Terrestrial analogues for morphological features on Mars can be used to estimate periods and nature of liquid surface water, which can be used to abduce early Martian climate conditions. Channels and box-canyons on Mars show morphological element similar to presumed sapping groundwater-fed channels on Earth which are formed under specific hydrological conditions. However the formative mechanisms of such channels, which are key in inferring corresponding climate conditions, are heavily debated even for the terrestrial cases. Here, we conducted experiments of groundwater sapping systems and similar hydrological systems are created in a laboratory facility to acquire detailed insights in the hydrological and morphological processes related to groundwater sapping. The experiments were carried out in a 0.4 m by 1.5 m and a 1.2 m by 5 m setup. Sapping channels were produced within a few hours allowing tests with various boundary conditions. Larger grain sizes result in higher hydraulic conductivity but lower sediment mobility. In order to establish similar morphologies as in reality, the experiments were scaled to dimensionless sediment mobility by varying slope and using lightweight plastic sediment. Hydraulic conductivity was scaled using sediments with different grain sizes and grain-size distributions.
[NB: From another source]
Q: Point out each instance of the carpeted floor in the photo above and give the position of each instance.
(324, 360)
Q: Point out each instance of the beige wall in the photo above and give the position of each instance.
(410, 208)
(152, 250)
The parameter space and potential scaling effects were further explored by hydrological modelling in Hydrus-2D. The experiments show that groundwater sapping induces a combination of mass-movement and fluvial processes which results in distinct areas with characteristic morphological features, namely a collapsing head wall with slumps, a low-sloping area characterised by debris flows induced by the actual groundwater sapping and an area further downstream with fluvial activity as the flow reaches velocities above the threshold of motion. The observed experimental morphologies correspond qualitatively well with morphologies found on Mars and Earth and are useful analogues for Martian channels. Ongoing experimental and numerical work relates scaled and Martian morphology to the properties of the sediments and the necessary and sufficient hydrological boundary conditions.